Normalizing URLs with multiple forward slashes

Hi! I’ve got a weird problem that Google indexed /url// for my site and now (because of how I use relative paths in the generated HTML) is trying to index /url/url/... everything which is kind of annoying to see (since it gives 404 obviously). So I thought I’d just redirect those double slashes to a single slash, right? Like this:

	@slashes path_regexp slashes (.*)//$
	redir @slashes {http.regexp.slashes.1}/$ permanent

But it’s not working. It doesn’t catch the request. So I’ve did the simplest server I could:

:1234 {
	root * /nothing

	@slashes path_regexp slashes (.*)//$
	redir @slashes {http.regexp.slashes.1}/$ permanent

And curl -I http://localhost:1234/url// returns 404 rather than a redirect. Any ideas please? I’ve seen Collapsing multiple forward slashes in path only, but reading it did not enlighten me.
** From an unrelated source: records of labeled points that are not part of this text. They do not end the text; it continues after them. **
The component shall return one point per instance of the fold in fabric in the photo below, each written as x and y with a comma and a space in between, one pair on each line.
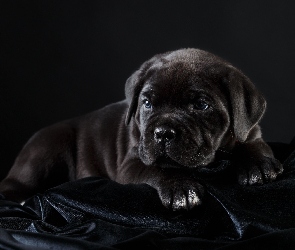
97, 213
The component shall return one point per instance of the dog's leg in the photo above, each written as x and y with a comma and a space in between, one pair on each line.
177, 189
256, 163
43, 162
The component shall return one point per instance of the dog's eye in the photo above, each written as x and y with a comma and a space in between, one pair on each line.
147, 104
201, 105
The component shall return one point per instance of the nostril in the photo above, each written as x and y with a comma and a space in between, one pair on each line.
164, 134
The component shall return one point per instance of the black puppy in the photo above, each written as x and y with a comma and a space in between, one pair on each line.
181, 107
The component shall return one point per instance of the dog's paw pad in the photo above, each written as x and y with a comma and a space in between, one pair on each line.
259, 172
181, 196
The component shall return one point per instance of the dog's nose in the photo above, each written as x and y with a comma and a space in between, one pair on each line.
164, 134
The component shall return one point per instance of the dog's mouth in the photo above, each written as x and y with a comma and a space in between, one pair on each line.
166, 162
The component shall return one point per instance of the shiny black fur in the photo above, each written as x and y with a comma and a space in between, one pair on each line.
181, 108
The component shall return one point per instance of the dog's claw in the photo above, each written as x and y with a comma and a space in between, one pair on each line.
258, 172
181, 195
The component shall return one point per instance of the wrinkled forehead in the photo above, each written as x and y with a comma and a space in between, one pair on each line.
182, 79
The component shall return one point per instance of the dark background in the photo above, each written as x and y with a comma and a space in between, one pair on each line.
61, 59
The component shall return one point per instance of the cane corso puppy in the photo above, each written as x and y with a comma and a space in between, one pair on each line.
181, 108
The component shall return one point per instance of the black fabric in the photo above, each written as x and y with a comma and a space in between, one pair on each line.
96, 213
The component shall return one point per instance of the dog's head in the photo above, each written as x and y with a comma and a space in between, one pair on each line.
187, 104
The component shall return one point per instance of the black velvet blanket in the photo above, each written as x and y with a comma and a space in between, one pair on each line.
96, 213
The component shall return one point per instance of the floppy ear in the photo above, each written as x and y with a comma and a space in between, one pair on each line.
135, 82
133, 87
248, 105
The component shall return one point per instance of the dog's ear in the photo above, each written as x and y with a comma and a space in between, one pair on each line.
136, 81
248, 105
133, 87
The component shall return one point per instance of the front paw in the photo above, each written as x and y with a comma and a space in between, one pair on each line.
180, 194
258, 171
It seems my config is done in a sane way, am I missing something obvious?

Ah, the problem is that we clean the path before passing the request to the path_regexp matcher, as a protection against maliciously-crafted requests. This protects from an attack which can bypass matchers (e.g. when a matcher is used to protect a certain path with basicauth, we don’t want someone to make a request like //foo/bar when the matcher is ^/foo which would skip past authentication).

You could do something like this maybe:

	route {
		uri path_regexp /{2,} /
		@changed `{http.request.orig_uri.path} != {path}`
		redir @changed {path} permanent

This is kinda janky, but it uses an example from uri to collapse the slashes with the uri directive (instead of a matcher) and then using an expression matcher to compare if the path has changed from the original, and if so redir to the rewritten path. The route is necessary because uri is ordered after redir.

1 Like

Oh wow that’s pretty cool, actually!

I realized that there is only single url with such a problem, so I literally did redir /url// /url/ permanent and that works for now. I may need to revisit this if Google invents another one. :rofl: